FORMER FRENCH president Valéry Giscard d’Estaing has said that retaining all 27 European commissioners would not be in the best interest of the European Union and a more “elegant solution” would be to allow Ireland a derogation whereby it would be guaranteed its commissioner until 2020.
Mr Giscard (83), who chaired the commission that drafted the proposed EU constitution, was addressing a debate on the Lisbon Treaty at Trinity College Dublin’s Philosophical Society.
Earlier, he had met Taoiseach Brian Cowen at Government Buildings for over an hour, where they discussed the forthcoming second referendum on the treaty and wider European affairs.
Outlining his view that the number of commissioners should be reduced to 15, he said that the commission would be built on skill and competence rather than national identity, and it would operate on a strict rule of rotation.

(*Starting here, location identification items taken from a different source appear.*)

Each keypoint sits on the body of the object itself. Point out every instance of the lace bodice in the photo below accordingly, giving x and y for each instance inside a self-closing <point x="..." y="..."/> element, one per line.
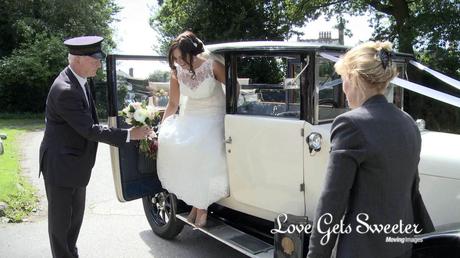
<point x="203" y="72"/>
<point x="203" y="92"/>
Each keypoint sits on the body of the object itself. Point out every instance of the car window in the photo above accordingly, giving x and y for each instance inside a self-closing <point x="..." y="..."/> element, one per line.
<point x="142" y="81"/>
<point x="267" y="87"/>
<point x="331" y="99"/>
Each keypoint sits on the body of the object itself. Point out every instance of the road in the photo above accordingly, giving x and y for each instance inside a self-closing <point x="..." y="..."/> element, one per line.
<point x="110" y="228"/>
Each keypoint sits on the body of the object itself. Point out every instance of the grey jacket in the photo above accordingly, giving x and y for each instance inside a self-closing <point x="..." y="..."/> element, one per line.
<point x="68" y="149"/>
<point x="375" y="151"/>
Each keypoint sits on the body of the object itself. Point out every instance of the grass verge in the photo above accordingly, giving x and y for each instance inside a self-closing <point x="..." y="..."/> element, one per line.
<point x="15" y="190"/>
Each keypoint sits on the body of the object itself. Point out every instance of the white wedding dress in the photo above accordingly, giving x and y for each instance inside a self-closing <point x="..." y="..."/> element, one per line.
<point x="191" y="159"/>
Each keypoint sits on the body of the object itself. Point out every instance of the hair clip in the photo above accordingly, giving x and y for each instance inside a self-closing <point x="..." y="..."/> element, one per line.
<point x="385" y="57"/>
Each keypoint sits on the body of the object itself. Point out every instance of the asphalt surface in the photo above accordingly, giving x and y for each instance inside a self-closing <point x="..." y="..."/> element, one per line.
<point x="110" y="228"/>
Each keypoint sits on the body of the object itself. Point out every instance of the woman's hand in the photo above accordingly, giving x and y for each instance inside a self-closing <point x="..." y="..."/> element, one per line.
<point x="139" y="133"/>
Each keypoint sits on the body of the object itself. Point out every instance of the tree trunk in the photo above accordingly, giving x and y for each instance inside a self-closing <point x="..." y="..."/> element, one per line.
<point x="402" y="17"/>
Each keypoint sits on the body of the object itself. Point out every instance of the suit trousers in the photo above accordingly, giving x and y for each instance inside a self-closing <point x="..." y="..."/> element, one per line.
<point x="66" y="206"/>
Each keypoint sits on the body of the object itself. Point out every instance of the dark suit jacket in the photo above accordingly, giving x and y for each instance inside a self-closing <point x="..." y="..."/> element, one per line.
<point x="375" y="151"/>
<point x="68" y="149"/>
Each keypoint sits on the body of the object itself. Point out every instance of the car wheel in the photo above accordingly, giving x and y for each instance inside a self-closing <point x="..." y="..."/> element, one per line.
<point x="160" y="211"/>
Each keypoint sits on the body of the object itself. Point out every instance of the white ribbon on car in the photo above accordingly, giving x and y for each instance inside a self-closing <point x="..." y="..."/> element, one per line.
<point x="451" y="81"/>
<point x="440" y="96"/>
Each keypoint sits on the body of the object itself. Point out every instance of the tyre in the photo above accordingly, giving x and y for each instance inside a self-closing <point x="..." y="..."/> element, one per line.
<point x="160" y="211"/>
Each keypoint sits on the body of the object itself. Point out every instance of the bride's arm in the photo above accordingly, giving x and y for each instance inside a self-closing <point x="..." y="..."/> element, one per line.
<point x="174" y="95"/>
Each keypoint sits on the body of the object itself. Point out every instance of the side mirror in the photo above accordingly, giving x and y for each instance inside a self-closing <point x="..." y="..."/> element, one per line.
<point x="291" y="84"/>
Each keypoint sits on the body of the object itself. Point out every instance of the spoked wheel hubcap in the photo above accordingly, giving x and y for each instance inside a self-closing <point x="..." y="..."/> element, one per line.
<point x="162" y="208"/>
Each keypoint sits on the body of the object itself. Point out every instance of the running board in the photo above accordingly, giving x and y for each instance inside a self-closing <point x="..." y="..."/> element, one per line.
<point x="237" y="239"/>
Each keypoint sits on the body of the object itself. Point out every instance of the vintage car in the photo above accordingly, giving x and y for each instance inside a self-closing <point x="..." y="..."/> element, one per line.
<point x="281" y="99"/>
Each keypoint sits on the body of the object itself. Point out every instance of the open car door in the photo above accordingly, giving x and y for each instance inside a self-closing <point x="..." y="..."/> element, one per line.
<point x="134" y="79"/>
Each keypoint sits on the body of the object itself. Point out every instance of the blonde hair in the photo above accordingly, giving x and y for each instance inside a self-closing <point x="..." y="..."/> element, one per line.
<point x="364" y="67"/>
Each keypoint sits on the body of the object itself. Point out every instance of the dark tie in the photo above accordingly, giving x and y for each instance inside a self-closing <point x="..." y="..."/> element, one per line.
<point x="91" y="103"/>
<point x="88" y="95"/>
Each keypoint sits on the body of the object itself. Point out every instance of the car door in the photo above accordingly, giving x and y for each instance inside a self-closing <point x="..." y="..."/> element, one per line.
<point x="134" y="79"/>
<point x="264" y="140"/>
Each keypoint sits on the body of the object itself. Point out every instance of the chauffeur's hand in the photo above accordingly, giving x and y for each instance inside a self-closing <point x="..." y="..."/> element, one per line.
<point x="139" y="133"/>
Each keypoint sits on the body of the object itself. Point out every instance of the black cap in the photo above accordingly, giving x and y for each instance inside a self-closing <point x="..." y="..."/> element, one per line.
<point x="86" y="46"/>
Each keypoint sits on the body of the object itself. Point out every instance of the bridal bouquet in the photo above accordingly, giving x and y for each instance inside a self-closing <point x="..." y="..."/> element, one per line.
<point x="139" y="114"/>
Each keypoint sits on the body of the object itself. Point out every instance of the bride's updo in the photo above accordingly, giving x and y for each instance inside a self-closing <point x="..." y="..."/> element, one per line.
<point x="189" y="45"/>
<point x="368" y="66"/>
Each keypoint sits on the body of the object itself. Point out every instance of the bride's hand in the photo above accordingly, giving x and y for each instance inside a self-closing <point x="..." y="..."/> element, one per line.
<point x="139" y="133"/>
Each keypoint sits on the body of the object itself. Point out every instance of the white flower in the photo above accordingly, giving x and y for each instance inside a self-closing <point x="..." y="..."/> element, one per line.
<point x="151" y="110"/>
<point x="136" y="105"/>
<point x="140" y="115"/>
<point x="126" y="110"/>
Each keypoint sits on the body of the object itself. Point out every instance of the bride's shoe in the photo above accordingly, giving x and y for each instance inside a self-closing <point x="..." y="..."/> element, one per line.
<point x="192" y="215"/>
<point x="201" y="218"/>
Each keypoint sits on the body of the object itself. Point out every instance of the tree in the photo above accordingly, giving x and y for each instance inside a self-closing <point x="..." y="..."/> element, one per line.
<point x="428" y="29"/>
<point x="421" y="26"/>
<point x="31" y="48"/>
<point x="218" y="21"/>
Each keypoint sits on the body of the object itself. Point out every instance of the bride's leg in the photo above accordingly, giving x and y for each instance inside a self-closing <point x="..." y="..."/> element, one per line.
<point x="201" y="217"/>
<point x="192" y="215"/>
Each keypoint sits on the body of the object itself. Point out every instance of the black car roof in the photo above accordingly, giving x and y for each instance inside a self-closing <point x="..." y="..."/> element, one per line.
<point x="277" y="46"/>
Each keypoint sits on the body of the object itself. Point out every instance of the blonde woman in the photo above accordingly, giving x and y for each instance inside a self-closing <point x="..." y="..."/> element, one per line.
<point x="372" y="177"/>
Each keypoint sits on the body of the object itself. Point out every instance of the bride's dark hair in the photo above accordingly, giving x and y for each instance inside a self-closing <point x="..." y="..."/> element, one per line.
<point x="189" y="46"/>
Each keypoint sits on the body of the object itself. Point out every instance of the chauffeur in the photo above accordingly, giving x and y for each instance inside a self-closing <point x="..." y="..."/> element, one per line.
<point x="68" y="149"/>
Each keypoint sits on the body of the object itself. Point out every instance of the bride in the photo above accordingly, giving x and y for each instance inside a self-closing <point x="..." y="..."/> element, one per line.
<point x="191" y="156"/>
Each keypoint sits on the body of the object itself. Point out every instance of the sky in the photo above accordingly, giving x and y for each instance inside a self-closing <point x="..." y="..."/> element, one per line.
<point x="134" y="35"/>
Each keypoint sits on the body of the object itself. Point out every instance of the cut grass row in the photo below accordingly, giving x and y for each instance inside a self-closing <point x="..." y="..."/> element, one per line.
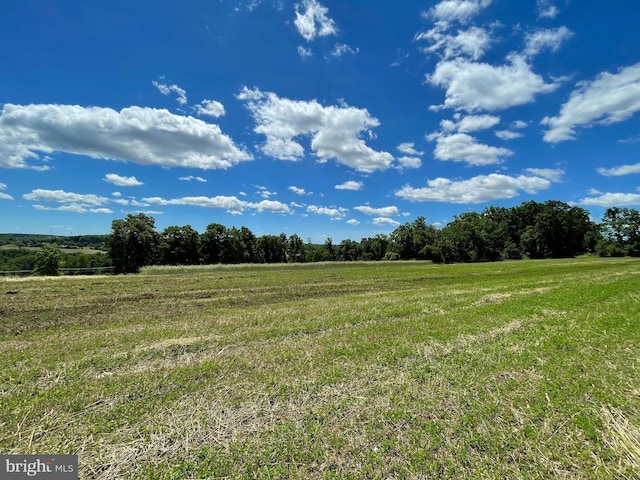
<point x="369" y="370"/>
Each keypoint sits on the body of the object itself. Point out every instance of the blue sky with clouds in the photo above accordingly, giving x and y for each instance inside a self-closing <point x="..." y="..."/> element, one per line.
<point x="323" y="118"/>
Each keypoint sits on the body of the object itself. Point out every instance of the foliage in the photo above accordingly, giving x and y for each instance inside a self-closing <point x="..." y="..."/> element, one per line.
<point x="535" y="230"/>
<point x="48" y="260"/>
<point x="133" y="243"/>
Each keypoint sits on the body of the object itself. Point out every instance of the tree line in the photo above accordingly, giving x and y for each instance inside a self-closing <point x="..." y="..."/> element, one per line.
<point x="552" y="229"/>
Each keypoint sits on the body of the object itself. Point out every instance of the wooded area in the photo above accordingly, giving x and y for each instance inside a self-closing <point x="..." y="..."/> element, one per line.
<point x="552" y="229"/>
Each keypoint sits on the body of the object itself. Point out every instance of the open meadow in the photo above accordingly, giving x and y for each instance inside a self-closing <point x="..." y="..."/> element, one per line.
<point x="523" y="369"/>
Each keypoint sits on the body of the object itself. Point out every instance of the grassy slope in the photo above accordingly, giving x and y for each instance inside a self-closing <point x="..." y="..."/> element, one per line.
<point x="382" y="370"/>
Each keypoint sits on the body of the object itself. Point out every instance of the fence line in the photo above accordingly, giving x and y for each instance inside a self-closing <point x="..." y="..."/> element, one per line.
<point x="63" y="271"/>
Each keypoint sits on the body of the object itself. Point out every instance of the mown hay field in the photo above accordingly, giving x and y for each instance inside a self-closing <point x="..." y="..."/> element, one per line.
<point x="527" y="369"/>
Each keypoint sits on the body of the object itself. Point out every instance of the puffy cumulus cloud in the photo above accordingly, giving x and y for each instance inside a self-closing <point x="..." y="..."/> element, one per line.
<point x="409" y="149"/>
<point x="508" y="135"/>
<point x="304" y="52"/>
<point x="60" y="196"/>
<point x="341" y="49"/>
<point x="298" y="190"/>
<point x="230" y="204"/>
<point x="620" y="170"/>
<point x="460" y="147"/>
<point x="211" y="108"/>
<point x="472" y="43"/>
<point x="473" y="86"/>
<point x="191" y="178"/>
<point x="391" y="211"/>
<point x="475" y="123"/>
<point x="334" y="213"/>
<point x="142" y="135"/>
<point x="71" y="202"/>
<point x="312" y="20"/>
<point x="350" y="185"/>
<point x="457" y="10"/>
<point x="409" y="162"/>
<point x="121" y="181"/>
<point x="168" y="89"/>
<point x="73" y="208"/>
<point x="612" y="200"/>
<point x="546" y="9"/>
<point x="4" y="196"/>
<point x="480" y="189"/>
<point x="609" y="99"/>
<point x="550" y="39"/>
<point x="385" y="221"/>
<point x="335" y="131"/>
<point x="552" y="174"/>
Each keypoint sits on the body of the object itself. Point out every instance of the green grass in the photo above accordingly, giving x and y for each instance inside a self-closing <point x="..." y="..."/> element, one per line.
<point x="525" y="369"/>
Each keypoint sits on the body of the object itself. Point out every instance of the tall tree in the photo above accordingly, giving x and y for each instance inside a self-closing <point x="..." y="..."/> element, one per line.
<point x="133" y="243"/>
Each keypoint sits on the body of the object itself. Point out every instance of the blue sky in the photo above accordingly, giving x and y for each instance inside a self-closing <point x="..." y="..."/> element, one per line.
<point x="323" y="118"/>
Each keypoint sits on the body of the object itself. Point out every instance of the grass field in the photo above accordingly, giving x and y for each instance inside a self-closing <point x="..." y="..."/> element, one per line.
<point x="527" y="369"/>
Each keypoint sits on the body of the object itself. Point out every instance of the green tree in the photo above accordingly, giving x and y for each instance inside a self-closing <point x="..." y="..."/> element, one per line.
<point x="179" y="246"/>
<point x="48" y="260"/>
<point x="133" y="243"/>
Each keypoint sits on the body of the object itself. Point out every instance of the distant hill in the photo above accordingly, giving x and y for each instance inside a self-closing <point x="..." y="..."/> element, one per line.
<point x="96" y="242"/>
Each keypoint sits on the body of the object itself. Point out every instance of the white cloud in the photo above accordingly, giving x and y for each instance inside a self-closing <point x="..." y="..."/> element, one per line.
<point x="264" y="193"/>
<point x="479" y="86"/>
<point x="298" y="191"/>
<point x="211" y="108"/>
<point x="385" y="221"/>
<point x="480" y="189"/>
<point x="409" y="149"/>
<point x="304" y="52"/>
<point x="546" y="9"/>
<point x="350" y="185"/>
<point x="60" y="196"/>
<point x="475" y="123"/>
<point x="142" y="135"/>
<point x="192" y="178"/>
<point x="508" y="135"/>
<point x="460" y="147"/>
<point x="610" y="98"/>
<point x="168" y="89"/>
<point x="230" y="204"/>
<point x="121" y="181"/>
<point x="335" y="131"/>
<point x="620" y="170"/>
<point x="391" y="211"/>
<point x="552" y="174"/>
<point x="612" y="200"/>
<point x="312" y="20"/>
<point x="272" y="206"/>
<point x="341" y="49"/>
<point x="409" y="162"/>
<point x="4" y="196"/>
<point x="457" y="10"/>
<point x="472" y="43"/>
<point x="546" y="39"/>
<point x="335" y="213"/>
<point x="73" y="208"/>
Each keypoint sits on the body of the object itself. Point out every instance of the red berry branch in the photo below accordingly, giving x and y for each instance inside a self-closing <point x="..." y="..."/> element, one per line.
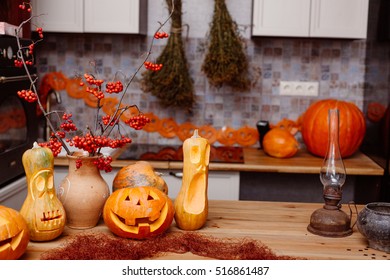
<point x="91" y="140"/>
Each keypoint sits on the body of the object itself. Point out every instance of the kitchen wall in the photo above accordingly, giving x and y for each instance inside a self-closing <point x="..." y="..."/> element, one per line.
<point x="353" y="70"/>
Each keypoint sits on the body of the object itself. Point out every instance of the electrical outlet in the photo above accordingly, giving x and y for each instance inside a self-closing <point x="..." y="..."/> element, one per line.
<point x="299" y="88"/>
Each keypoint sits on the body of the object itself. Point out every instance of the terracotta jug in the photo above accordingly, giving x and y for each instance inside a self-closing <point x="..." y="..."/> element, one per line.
<point x="83" y="192"/>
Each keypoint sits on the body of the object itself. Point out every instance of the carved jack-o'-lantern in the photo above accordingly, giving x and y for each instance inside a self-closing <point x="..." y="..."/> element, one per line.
<point x="138" y="213"/>
<point x="14" y="234"/>
<point x="42" y="210"/>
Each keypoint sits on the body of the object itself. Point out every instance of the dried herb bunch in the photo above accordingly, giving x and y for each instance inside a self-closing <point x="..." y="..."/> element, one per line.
<point x="225" y="61"/>
<point x="172" y="85"/>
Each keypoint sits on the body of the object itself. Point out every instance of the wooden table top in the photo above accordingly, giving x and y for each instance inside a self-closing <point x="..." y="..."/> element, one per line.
<point x="282" y="226"/>
<point x="255" y="160"/>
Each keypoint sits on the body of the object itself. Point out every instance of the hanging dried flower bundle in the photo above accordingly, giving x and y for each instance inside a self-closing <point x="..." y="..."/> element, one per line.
<point x="225" y="61"/>
<point x="172" y="84"/>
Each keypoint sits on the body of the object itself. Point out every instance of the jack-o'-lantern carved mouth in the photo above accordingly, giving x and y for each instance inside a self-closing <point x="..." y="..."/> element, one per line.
<point x="50" y="220"/>
<point x="12" y="242"/>
<point x="135" y="225"/>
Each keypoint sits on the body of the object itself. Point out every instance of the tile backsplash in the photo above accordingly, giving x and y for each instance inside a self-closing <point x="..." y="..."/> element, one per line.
<point x="352" y="70"/>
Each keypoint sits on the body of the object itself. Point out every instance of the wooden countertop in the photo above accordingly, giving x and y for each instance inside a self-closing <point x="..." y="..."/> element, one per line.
<point x="257" y="161"/>
<point x="279" y="225"/>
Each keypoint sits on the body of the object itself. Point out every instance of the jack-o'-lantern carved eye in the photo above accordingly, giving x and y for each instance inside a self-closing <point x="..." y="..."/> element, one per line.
<point x="138" y="212"/>
<point x="14" y="234"/>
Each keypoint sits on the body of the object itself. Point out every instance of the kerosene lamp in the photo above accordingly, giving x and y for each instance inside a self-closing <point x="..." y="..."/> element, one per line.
<point x="330" y="220"/>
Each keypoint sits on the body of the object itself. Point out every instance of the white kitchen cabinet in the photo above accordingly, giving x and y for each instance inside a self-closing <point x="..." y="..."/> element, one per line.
<point x="91" y="16"/>
<point x="222" y="185"/>
<point x="58" y="15"/>
<point x="311" y="18"/>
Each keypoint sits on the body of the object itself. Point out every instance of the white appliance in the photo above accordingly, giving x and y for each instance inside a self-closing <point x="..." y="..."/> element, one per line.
<point x="14" y="194"/>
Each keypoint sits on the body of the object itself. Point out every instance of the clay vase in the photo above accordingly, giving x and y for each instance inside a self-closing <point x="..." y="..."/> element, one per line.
<point x="373" y="222"/>
<point x="83" y="192"/>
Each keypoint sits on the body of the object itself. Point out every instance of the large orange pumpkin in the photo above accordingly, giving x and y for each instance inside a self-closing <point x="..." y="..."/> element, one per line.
<point x="138" y="174"/>
<point x="280" y="143"/>
<point x="315" y="127"/>
<point x="138" y="213"/>
<point x="14" y="234"/>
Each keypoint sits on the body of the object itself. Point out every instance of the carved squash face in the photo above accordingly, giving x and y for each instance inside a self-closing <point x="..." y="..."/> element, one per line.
<point x="138" y="213"/>
<point x="14" y="234"/>
<point x="42" y="210"/>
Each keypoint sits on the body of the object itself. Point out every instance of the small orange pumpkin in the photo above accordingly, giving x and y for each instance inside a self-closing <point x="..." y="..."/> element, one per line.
<point x="315" y="127"/>
<point x="280" y="143"/>
<point x="138" y="213"/>
<point x="139" y="174"/>
<point x="14" y="234"/>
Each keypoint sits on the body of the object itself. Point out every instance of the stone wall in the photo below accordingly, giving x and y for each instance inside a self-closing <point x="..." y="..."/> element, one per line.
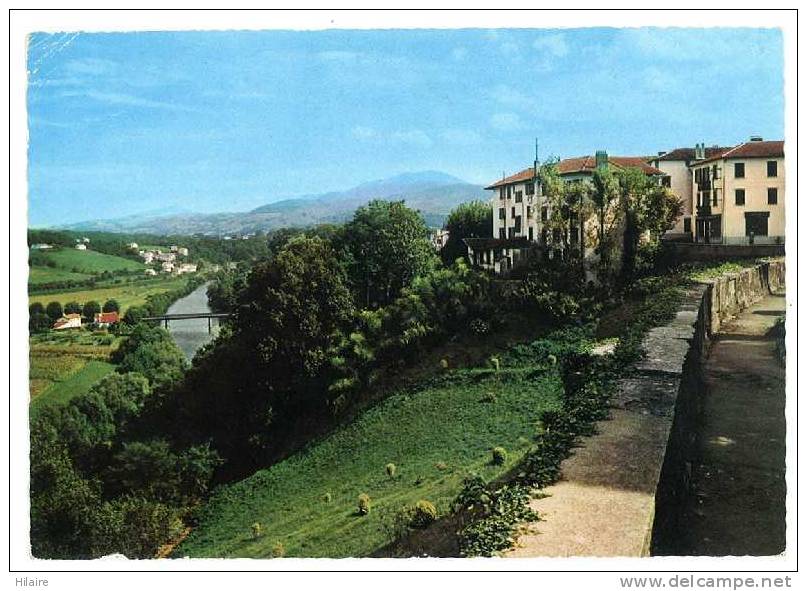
<point x="668" y="383"/>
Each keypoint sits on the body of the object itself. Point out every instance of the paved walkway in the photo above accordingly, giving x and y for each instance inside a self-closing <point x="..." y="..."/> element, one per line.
<point x="738" y="505"/>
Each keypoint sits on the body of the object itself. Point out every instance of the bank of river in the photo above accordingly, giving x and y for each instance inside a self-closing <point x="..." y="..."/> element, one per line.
<point x="192" y="335"/>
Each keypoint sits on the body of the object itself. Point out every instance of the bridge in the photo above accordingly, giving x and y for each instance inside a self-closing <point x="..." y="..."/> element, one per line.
<point x="166" y="318"/>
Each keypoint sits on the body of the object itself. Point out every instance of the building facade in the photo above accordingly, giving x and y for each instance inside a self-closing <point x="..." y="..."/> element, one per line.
<point x="739" y="196"/>
<point x="521" y="212"/>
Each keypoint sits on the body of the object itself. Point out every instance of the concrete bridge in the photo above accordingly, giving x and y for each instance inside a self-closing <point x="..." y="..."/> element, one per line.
<point x="166" y="318"/>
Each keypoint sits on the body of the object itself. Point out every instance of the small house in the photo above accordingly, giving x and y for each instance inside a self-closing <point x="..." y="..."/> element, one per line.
<point x="106" y="318"/>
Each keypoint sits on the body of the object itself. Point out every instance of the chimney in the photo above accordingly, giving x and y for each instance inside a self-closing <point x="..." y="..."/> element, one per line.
<point x="601" y="159"/>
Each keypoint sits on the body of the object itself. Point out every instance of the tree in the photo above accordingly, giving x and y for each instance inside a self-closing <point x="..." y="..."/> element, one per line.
<point x="468" y="220"/>
<point x="54" y="311"/>
<point x="39" y="322"/>
<point x="90" y="309"/>
<point x="72" y="308"/>
<point x="385" y="247"/>
<point x="111" y="306"/>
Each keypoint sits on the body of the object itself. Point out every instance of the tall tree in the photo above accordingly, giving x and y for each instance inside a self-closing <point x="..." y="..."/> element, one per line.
<point x="468" y="220"/>
<point x="385" y="246"/>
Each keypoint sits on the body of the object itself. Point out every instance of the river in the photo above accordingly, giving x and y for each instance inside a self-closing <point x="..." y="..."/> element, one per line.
<point x="191" y="335"/>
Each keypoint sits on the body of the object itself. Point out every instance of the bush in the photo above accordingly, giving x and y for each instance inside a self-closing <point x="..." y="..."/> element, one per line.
<point x="364" y="504"/>
<point x="423" y="514"/>
<point x="499" y="456"/>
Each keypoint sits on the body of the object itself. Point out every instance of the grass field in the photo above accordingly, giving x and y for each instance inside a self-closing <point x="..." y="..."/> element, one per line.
<point x="79" y="376"/>
<point x="126" y="294"/>
<point x="39" y="275"/>
<point x="435" y="437"/>
<point x="89" y="261"/>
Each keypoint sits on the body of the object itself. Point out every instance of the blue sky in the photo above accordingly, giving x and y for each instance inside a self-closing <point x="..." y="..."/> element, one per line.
<point x="226" y="121"/>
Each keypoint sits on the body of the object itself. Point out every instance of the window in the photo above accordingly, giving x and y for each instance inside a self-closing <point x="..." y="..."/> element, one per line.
<point x="756" y="223"/>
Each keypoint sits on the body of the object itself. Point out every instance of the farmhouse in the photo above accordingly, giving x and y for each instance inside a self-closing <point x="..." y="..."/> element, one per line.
<point x="106" y="318"/>
<point x="68" y="321"/>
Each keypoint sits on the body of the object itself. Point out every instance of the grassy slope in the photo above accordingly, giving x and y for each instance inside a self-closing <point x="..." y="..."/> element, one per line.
<point x="440" y="424"/>
<point x="40" y="275"/>
<point x="89" y="261"/>
<point x="126" y="294"/>
<point x="72" y="385"/>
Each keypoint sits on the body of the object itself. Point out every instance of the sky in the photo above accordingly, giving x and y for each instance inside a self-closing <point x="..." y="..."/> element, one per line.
<point x="127" y="123"/>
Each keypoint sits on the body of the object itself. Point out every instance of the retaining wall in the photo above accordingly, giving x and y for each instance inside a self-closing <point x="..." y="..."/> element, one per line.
<point x="668" y="381"/>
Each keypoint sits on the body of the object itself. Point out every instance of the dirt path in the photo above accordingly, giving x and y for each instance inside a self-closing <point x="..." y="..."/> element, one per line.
<point x="738" y="502"/>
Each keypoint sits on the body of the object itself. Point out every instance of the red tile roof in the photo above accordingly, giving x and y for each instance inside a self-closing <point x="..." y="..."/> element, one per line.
<point x="759" y="149"/>
<point x="106" y="317"/>
<point x="687" y="154"/>
<point x="582" y="164"/>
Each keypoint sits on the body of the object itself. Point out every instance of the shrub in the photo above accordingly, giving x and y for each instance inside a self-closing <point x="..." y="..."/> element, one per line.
<point x="364" y="504"/>
<point x="423" y="514"/>
<point x="499" y="456"/>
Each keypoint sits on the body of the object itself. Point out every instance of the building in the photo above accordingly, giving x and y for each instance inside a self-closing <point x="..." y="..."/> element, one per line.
<point x="675" y="165"/>
<point x="106" y="318"/>
<point x="68" y="321"/>
<point x="521" y="213"/>
<point x="738" y="196"/>
<point x="186" y="268"/>
<point x="439" y="239"/>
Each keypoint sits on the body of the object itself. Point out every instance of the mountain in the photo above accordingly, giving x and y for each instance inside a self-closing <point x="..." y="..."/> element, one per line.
<point x="433" y="193"/>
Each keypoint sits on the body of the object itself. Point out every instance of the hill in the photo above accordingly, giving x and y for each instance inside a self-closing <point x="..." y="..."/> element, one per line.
<point x="435" y="437"/>
<point x="433" y="193"/>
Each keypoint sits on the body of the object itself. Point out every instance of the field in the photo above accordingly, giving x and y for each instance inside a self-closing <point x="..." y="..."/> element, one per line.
<point x="67" y="364"/>
<point x="126" y="294"/>
<point x="39" y="275"/>
<point x="435" y="437"/>
<point x="89" y="261"/>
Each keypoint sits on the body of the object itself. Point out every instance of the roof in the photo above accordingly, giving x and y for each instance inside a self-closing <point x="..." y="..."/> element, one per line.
<point x="687" y="154"/>
<point x="759" y="149"/>
<point x="584" y="165"/>
<point x="106" y="317"/>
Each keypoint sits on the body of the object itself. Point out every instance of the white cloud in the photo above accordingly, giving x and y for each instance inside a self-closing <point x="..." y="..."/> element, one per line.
<point x="505" y="121"/>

“The commission has to be effective. Everybody knows this. The excessive number of commissioners leads to a multiplication of interventions as each commissioner wants to justify his existence by proposing new measures for implementation.”
He pointed out that the complement of commissioners was identified as only the fourth most important issue for those who voted No in last June’s referendum – it ranked after confusion as to the treaty’s contents, the question of identity and moral values, he said.
He said that Ireland could ratify Lisbon in a second referendum, or vote No again, leading to isolation or to a situation where the Nice Treaty – “the worst of all EU treaties” – would still operate. Both would leave Ireland in difficulty.